Ces mots font aussi monter l’agacement en elle. Elle pince les lèvres et rejette le drap qui la couvre, décidée à ne pas être honteuse ni de sa nudité ni de la situation.

— Est-ce que je te demande si tu me trompes quand tu te tapes ta  femme ?

— C’est différent.

Irina  laisse échapper un ricanement méprisant et traverse la chambre pour se rendre au salon, le bousculant au passage. Elle y ramasse ses affaires pour se rhabiller, mais elle se sent toujours aussi dénudée  avec son seul maillot de bain et elle s’entoure de la serviette qu’elle a ramenée de la piscine.

— C’est la première fois ?

La voix de William est calme. Dangereuse. Elle ne l’a jamais vu comme ça, aussi tendu et en colère. Une colère froide et silencieuse, plus terrifiante encore que s’il avait hurlé.

— Non.

Elle ne sait pas pourquoi elle a été honnête, mais elle plante ses yeux avec défi  dans les siens.

— Je suis libre de faire ce que je veux, ajoute-t-elle.

La réaction de William ne se fait pas attendre. Il réduit à néant la distance qui les sépare en quelques pas et la saisit brutalement aux épaules. Ses doigts s’enfoncent dans sa chair, lui arrachant un cri.

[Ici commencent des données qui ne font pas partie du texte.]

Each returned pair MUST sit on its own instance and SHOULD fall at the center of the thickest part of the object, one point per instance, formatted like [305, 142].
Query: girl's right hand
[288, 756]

— Tu es à moi, gronde-t-il d’un ton possessif. Personne d’autre ne peut te toucher.

Irina réplique avec un ricanement moqueur. Malgré la douleur que lui provoque sa poigne, elle arbore un air dédaigneux. Elle avait envie de calmer les choses, au début, terrifiée de voir sa poule aux œufs d’or s’envoler, mais ces mots la mettent en rage. Elle n’est  pas une poupée à enfermer dans une cage dorée.

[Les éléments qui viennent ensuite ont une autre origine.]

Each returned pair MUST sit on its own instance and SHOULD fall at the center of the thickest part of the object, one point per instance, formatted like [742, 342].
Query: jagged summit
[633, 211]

— Je ne suis à personne, crache-t-elle. Si tu savais combien d’autres m’ont touchée ces six derniers mois… Tu n’as pas ton mot à dire : mon corps, mes choix.

Aussitôt, les yeux de William s’obscurcissent. Confusément, elle sait qu’elle n’aurait pas dû dire ça, mais il est impossible de revenir en arrière à présent. Elle ne peut pas ravaler les mots déjà sortis de sa bouche. Elle voit dans son regard que quelque chose en lui se brise. Sa raison, sa fierté, elle ne sait pas. Tout ce qu’elle sait, c’est que quelques secondes plus  tard, elle a un couteau contre la gorge, qu’il a pris sur la table du dîner.

— Tu n’es qu’une sale petite pute, souffle-t-il. Tout ce que tu as pour toi, c’est ce joli visage. Sans ça tu n’es rien. Et il ne faut jamais rien prendre pour acquis.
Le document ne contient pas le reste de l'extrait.